Recently, The New York Times reported that some 200 members of the House of Representatives would support stem cell research -- and a lot of them are likely to be Catholics. For the rest, it’s likely that most Catholics aren’t entirely sure what stem cell research really is. However, we can be morally certain that most Catholics don’t even know who their bishop is.

Of late, the hierarchy has distinguished itself by speaking out against the death penalty and for a living wage. It has urged compassion for undocumented workers, welfare reform and the dangers of global climate change. And, with the exception of the federal government itself, no other organization has done more for the poor and the disenfranchised. Yet, with each new appointment of a bishop, it paints itself into a corner.
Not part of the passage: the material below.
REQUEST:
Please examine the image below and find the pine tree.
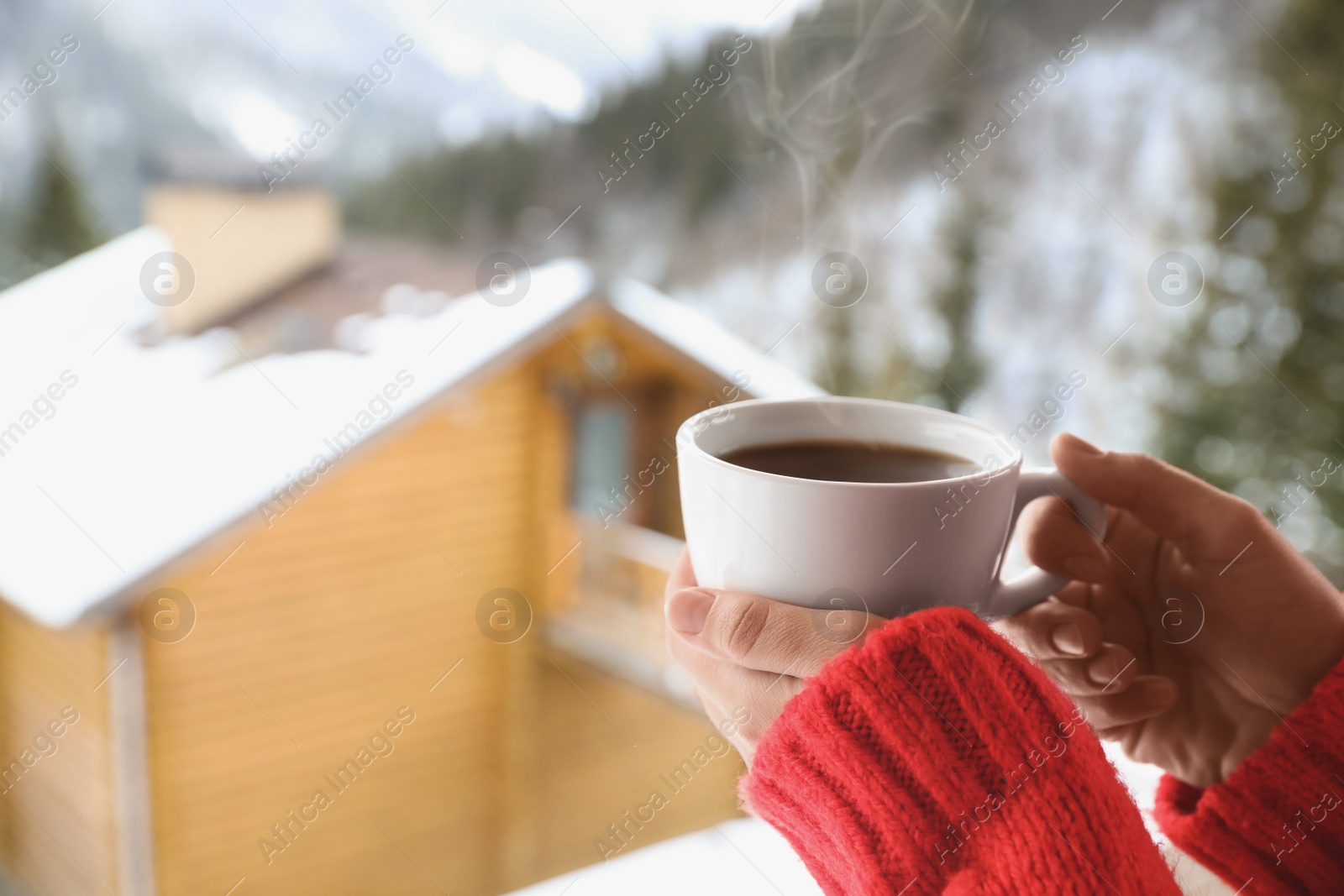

It insists that converts from Mormonism be re-baptized but joins kerchiefs with the Mormons in excluding gay Boys Scouts, even in parishes where the pastor is gay. Recently, the bishops of South Africa condemned the use of condoms to reduce the spread of AIDS in a country where AIDS is as widespread as the common cold. It’s likely that the U.S. bishops would rule the same way.

Now, largely because I write about things Catholic, friends ask my opinion on the latest Vatican salvos. However, just as often, they will close the discussion with: “Tim, why do you bother?” They aren’t angry, just indifferent. The teaching church impacts on their life about as much as an Ann Landers column. With a “It doesn’t matter,” they close the conversation. In my hometown of Chicago, only 25 percent are at Mass on Sunday -- and these are the ones I’m writing about.

Now the bishops tend to respond to new challenges by issuing condemnations, generally packaged for them by others. The result is statements with barely a dash of pastoral sentiment. The poor bishops must now stand back and watch the Vatican make appointments without even clearing them with the local don.

I don’t know the answers. Only that Patricia isn’t concerned. She doesn’t feel the need to be protected by the church, although there must be times when she needs protection from the church.